Sync: Aligning with Edges
Document organization:
- General principles
- Needed components and their use
- Worked example showing command line parameters
- Plug for scripted pipeline
Overview
Definition: SpikeGLX Data Stream = Set of channels sampled according to a given sample clock.
Examples of streams:
-
Neuropixels probe. The sample clock lives in the headstage. The AP-band data are acquired at nominally 30kHz but actual rates may differ by as much as one Hz. If that probe acquires a separate LF-band, the same clock is used and the LF-band sample rate is exactly 1/12 that of the AP-band. In short each probe, really each headstage, is a separate stream.
-
Onebox ADC channels: An imec Onebox can record from several probes, each of which is a stream, and it can record several analog and digital non-neural channels at ~30kHz, which we also regard as a stream. This gets its own obx file type.
-
NI device: You can use a NI multifunction/multichannel device to record your non-neural analog and digital (TTL) channels. You'll have several options for setting its sample rate. This is one stream.
Actually SpikeGLX lets you run two NI devices of the same model together, one master and one slave, so that they share a common clock, and are thus recorded and treated as a single stream with double the channel capacity.
Problem: Generally, data streams each have their own clock, hence, their own nominal sample rate, and run asynchronously. Moreover, sample clock rates will vary with temperature. This makes it necessary and challenging to synchronize (align) events acquired in different streams.
Solution: SpikeGLX (plus companion tools CatGT and TPrime) provide a reliable means of aligning data to sub-millisecond accuracy. Note that the SpikeGLX "alignment" process does not entail any resampling or editing of the raw acquired data. Rather it is a scheme for mapping post-analysis event times (seconds, not samples) from one coordinate system to another.
This mapping scheme is implemented as follows. A common 1 Hz square wave is recorded in one channel of each data stream throughout the experiment.
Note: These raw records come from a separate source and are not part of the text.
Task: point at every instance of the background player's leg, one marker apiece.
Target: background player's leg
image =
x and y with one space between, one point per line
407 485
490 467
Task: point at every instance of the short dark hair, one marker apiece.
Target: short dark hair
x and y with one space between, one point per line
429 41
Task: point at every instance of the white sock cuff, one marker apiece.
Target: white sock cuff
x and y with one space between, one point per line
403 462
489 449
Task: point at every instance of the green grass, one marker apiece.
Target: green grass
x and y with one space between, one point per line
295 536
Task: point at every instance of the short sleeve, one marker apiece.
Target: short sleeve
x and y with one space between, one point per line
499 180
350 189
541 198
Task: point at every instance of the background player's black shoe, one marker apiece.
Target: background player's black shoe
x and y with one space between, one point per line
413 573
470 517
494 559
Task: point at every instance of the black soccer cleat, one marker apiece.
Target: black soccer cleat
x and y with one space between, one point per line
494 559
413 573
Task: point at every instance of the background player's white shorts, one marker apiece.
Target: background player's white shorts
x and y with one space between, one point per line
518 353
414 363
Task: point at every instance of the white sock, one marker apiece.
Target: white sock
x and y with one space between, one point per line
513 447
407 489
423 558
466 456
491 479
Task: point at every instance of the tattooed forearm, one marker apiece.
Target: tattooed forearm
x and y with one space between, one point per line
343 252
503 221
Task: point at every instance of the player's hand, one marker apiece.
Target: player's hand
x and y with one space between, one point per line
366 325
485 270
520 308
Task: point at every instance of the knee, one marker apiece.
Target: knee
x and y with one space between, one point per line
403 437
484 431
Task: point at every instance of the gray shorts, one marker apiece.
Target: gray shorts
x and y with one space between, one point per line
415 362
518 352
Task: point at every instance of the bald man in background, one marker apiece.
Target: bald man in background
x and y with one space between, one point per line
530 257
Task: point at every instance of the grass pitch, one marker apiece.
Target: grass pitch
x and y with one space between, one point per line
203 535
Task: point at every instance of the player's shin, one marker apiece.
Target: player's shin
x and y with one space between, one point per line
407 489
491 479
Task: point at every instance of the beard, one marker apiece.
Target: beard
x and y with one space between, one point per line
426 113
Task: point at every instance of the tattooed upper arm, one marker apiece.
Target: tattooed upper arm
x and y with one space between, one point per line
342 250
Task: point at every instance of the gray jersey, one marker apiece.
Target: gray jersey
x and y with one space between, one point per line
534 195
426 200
In offline processing, the rising edges in this "sync wave" are paired across streams A & B. Any event (T) occurring in B is no more than one second away from a nearest (preceding) sync wave edge (Eb) in stream B. That edge has a simultaneously occurring matching edge (Ea) in stream A. To map T in stream B to T' in stream A, we simply calculate:
T' = T - Eb + Ea.
Assuming we can correctly pair sync wave edges, the error on any mapped time is bounded by [1s * rate_error/rate]. For example, if the nominal probe sample rate is 30kHz and the error in that value is 3Hz, then the error in the mapped time would be 0.1ms.
Rate error arises when we do not know the actual clock rate. The two largest sources of error are (1) bad/unknown calibration (the largest difference from 30kHz we've seen post calibration is 1Hz), and (2) temperature variation, which we measure to be very small near room temperature: < 0.01Hz/5C. So mapping errors after application of TPrime are typically smaller than 0.1ms.
Briefly, the sync-related roles of various components are the following, listed in the order you would organize your workflow:
-
SpikeGLX:
- Calibrate sample rates
- Recalibrate rates from run
- Generate and record runtime sync wave
-
CatGT:
- Extract tables of sync wave edges
- Extract tables of non-neural event times
-
Your_favorite_spike_sorter:
- Extract tables of spike times
-
TPrime:
- Remap all tables of times to reference stream coordinates
The remaining sections cover some how-to tips.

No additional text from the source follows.